Morgan Stanley shares bounce backMay 12, 2010: 4:33 PM ET
Investors aren't sweating the Morgan Stanley case, for now.
The investment bank's stock sank early Wednesday on reports that it was facing a probe of its dealings in subprime-related debt. The Securities and Exchange Commission sued Goldman Sachs (GS) last month over its handling of a similar deal, known as a collateralized debt obligation, and investors have since been on the lookout for the next bank to face a federal investigation of bubble-era shenanigans.
The thought that Morgan Stanley (MS) might be the next to face the music seemed likely, given a jump this morning in the cost of insuring against a default on the firm's debt. The annual price of buying protection on Morgan bonds rose 8% in morning trading to $206,000 per $10 million of five-year debt, according to CMA.
But the firm's assertion that it hasn't been contacted by the Justice Department seems to have won the day.
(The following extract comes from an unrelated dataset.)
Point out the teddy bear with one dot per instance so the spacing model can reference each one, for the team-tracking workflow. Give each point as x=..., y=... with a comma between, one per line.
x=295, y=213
By the end of the day, Morgan Stanley shares were down just 2% and its credit default swap spreads were actually a bit narrower than they were at the end of the day Tuesday, indicating that there is less of a perceived risk for Chairman John Mack (right) and company.
With the stock trading near book value and everyone expecting additional scrutiny of questionable trades, it will take more than a mere report of a probe to move the needle. "We think downside potential is relatively limited from current levels," Citi analyst Keith Horowitz wrote Wednesday morning. He rates Morgan Stanley hold.
That makes sense, for the moment. But given the backlash against the banks and the extent of bubble-era envelope-pushing on Wall Street, "hold onto your seats" might be the more apt rating for the big banks.